# Old Sandusky bay bridge



## fishing buddy (Jun 17, 2012)

Anyone been cat fishing that area thhe last few days?


----------



## cattin15 (May 3, 2010)

Went saturday. It was slow. Only 3 channels and 3 huge sheepshead. Not worth fishing right now IMO

Outdoor Hub mobile, the outdoor information engine


----------



## KristenD (May 19, 2012)

I was there last weekend....was set up on the side facing the new bridge for an hour and didn't catch a thing...couldn't get to the other side until someone left. When they left the bf and I set up caught a few sheephead and then was soon overtaken by 3 sets of people basically fishing right on top of us...it was extremly frustrating. They were entangling lines...I thought it was extremely rude! Next time I wont be so nice...


----------



## Fishin Dan (Jun 23, 2012)

Went up last Saturday with grandson and his girlfriend.

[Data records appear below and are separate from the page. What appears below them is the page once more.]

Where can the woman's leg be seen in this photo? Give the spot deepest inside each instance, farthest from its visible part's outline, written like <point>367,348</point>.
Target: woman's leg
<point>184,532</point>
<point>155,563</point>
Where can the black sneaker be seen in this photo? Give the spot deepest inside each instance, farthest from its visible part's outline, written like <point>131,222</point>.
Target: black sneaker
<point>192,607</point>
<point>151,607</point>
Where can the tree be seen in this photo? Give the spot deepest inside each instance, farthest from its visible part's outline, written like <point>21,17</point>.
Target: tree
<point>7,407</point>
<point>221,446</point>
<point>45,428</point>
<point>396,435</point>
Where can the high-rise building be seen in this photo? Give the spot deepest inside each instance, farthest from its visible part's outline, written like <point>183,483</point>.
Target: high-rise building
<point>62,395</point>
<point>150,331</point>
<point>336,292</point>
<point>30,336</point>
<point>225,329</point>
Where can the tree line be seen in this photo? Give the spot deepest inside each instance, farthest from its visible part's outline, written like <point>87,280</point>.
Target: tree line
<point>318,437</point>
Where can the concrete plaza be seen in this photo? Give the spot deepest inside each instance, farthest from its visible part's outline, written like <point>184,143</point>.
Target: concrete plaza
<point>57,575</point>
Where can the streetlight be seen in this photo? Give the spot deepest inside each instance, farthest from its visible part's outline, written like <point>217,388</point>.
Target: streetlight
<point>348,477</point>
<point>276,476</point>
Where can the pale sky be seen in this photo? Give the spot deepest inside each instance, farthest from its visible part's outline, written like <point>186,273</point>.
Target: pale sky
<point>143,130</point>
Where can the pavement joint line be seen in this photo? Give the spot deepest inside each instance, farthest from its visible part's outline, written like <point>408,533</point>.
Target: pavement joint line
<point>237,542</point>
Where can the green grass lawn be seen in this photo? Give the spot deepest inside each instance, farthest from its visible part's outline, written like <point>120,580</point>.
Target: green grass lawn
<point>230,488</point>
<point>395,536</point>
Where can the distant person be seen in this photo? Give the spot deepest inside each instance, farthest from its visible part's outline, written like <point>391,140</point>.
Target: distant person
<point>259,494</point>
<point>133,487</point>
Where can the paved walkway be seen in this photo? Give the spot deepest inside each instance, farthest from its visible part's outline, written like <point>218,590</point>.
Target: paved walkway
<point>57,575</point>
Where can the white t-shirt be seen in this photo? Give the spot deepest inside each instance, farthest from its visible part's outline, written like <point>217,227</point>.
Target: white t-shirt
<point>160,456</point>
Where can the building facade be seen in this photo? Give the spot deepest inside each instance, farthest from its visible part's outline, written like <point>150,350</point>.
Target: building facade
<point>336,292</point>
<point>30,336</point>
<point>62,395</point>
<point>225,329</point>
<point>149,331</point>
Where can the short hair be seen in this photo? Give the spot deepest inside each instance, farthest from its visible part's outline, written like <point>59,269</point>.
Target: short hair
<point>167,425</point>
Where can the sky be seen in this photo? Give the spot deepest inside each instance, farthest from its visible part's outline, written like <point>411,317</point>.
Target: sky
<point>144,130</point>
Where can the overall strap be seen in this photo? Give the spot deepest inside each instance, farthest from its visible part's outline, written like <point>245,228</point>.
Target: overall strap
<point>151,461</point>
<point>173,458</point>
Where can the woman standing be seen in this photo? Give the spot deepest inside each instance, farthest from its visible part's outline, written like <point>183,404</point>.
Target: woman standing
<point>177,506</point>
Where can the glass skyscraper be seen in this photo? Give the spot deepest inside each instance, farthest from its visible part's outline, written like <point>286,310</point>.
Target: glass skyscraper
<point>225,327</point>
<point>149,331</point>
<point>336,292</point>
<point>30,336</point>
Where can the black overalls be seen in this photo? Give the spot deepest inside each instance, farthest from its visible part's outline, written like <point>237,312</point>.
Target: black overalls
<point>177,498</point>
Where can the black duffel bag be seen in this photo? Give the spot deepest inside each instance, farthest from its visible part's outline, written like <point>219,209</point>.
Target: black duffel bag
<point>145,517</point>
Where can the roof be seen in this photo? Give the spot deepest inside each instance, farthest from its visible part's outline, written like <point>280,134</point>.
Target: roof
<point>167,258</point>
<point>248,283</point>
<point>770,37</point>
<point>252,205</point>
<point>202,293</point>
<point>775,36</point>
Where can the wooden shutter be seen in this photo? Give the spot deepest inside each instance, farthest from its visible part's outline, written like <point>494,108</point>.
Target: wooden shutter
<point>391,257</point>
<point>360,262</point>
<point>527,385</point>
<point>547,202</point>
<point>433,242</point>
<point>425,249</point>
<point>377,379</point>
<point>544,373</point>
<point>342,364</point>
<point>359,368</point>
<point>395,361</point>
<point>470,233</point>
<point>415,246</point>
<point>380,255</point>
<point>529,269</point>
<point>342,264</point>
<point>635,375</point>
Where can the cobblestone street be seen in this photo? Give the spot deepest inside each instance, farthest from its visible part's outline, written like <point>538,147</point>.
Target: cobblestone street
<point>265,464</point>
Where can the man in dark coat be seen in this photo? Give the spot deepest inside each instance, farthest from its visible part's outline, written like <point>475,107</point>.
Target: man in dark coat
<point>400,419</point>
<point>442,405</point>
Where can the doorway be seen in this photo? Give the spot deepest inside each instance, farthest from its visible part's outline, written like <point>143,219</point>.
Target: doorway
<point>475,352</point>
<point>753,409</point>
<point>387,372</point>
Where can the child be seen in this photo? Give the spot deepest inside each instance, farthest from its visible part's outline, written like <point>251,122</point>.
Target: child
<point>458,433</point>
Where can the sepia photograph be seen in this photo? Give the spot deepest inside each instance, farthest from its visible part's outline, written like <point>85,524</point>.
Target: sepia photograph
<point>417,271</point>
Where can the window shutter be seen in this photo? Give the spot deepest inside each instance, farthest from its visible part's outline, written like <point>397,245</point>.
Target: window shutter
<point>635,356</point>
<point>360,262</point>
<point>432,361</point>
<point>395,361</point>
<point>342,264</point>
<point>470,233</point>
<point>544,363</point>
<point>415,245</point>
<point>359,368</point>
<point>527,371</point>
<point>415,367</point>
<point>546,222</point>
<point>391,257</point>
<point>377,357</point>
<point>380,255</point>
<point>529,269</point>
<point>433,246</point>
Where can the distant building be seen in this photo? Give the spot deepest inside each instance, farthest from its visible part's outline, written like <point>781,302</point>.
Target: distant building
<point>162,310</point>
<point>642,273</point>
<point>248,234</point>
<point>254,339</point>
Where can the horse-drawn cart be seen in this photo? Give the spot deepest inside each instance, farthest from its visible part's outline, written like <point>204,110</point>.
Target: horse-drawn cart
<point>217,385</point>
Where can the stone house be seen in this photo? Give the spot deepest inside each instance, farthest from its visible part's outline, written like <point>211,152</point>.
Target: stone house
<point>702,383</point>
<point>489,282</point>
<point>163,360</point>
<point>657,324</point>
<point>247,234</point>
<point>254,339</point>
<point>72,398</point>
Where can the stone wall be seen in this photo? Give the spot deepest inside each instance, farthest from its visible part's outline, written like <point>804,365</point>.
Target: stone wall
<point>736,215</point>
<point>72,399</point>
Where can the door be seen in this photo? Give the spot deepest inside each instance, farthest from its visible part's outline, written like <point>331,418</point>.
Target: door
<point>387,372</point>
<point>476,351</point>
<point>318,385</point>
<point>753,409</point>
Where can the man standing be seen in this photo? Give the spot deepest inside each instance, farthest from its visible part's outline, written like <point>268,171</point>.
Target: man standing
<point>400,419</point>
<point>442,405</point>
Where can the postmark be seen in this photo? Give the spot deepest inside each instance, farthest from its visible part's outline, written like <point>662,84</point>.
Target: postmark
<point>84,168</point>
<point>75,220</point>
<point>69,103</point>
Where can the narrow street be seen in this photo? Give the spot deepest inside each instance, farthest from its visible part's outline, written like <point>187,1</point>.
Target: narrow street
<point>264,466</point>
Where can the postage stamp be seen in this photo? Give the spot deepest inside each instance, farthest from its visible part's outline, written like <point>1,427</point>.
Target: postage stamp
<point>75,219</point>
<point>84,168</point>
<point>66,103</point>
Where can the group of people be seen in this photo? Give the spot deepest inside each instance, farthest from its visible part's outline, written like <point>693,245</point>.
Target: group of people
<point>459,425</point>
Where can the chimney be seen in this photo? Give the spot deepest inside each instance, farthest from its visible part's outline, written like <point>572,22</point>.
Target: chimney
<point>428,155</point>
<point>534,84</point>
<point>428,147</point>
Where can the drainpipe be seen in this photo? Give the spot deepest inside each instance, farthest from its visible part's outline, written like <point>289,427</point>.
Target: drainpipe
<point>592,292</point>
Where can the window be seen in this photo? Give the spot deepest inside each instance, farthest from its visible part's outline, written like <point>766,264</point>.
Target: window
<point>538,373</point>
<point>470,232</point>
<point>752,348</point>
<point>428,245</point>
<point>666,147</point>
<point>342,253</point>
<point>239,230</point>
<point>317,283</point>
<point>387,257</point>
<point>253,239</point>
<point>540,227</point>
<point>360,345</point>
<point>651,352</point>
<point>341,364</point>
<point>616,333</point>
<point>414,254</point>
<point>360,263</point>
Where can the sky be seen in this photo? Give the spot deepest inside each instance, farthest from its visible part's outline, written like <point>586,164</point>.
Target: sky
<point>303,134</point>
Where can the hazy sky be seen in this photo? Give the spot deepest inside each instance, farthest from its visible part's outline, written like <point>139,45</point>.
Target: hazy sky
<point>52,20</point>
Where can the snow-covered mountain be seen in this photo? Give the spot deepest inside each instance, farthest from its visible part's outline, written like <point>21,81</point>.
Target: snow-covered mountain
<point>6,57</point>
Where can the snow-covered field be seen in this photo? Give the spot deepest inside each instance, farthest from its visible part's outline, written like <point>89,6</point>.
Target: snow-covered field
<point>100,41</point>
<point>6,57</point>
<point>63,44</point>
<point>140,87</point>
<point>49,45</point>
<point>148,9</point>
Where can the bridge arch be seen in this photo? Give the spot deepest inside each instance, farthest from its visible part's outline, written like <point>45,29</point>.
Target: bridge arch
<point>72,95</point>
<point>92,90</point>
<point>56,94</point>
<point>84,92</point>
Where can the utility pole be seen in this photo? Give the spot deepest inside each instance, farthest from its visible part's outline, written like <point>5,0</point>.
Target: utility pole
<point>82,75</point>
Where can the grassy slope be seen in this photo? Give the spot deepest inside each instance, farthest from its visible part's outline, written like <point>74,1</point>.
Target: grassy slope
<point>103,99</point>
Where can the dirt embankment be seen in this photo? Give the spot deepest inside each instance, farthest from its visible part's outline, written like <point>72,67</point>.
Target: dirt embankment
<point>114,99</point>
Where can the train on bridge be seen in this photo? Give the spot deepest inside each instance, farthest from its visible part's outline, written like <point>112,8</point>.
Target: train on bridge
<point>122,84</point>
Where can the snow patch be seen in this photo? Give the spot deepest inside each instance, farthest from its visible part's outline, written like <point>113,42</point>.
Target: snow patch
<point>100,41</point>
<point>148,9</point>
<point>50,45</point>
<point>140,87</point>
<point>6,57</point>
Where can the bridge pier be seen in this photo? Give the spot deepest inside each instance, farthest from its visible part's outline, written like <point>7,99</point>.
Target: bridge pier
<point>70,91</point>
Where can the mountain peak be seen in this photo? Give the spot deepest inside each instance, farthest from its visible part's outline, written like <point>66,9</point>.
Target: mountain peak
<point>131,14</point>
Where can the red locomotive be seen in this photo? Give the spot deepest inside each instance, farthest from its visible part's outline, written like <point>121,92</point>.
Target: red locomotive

We sat near the end of the Marblehead side facing the rail road bridge, just out of the worst of the wind and just out of the river stream. We have had the best luck with shrimp, raw with shells on and # 0/1 or 0/2 bait holder hooks. We stayed form 10 PM until Sunday morning about 8 AM. Action was inconsistant, sometimes more than an hour between bites but we had fun catching 4 or 5 under 5 pounds and 6 or 8 that weighed 8 to 12 pounds, the biggest 14 pounds (yes we weighed them). The cats don't bite hard, just a few taps and they stop, they'll come back and pick up the bait again, sometimes several times until they hold on long enough to set the hook. We were fishing for fun, so all were returned and are awaiting the next angler. Good Luck
Fishin Dan


----------



## cattin15 (May 3, 2010)

KristenD said:


> I was there last weekend....was set up on the side facing the new bridge for an hour and didn't catch a thing...couldn't get to the other side until someone left. When they left the bf and I set up caught a few sheephead and then was soon overtaken by 3 sets of people basically fishing right on top of us...it was extremly frustrating. They were entangling lines...I thought it was extremely rude! Next time I wont be so nice...


The last two times i have been up there the same older man and woman keep casting over all of our rods if were getting anything. I was patient at first but it gets aggravating. Pretty obvious they are doing it on purpose. And the bad thing is were always there first. I dont understand. 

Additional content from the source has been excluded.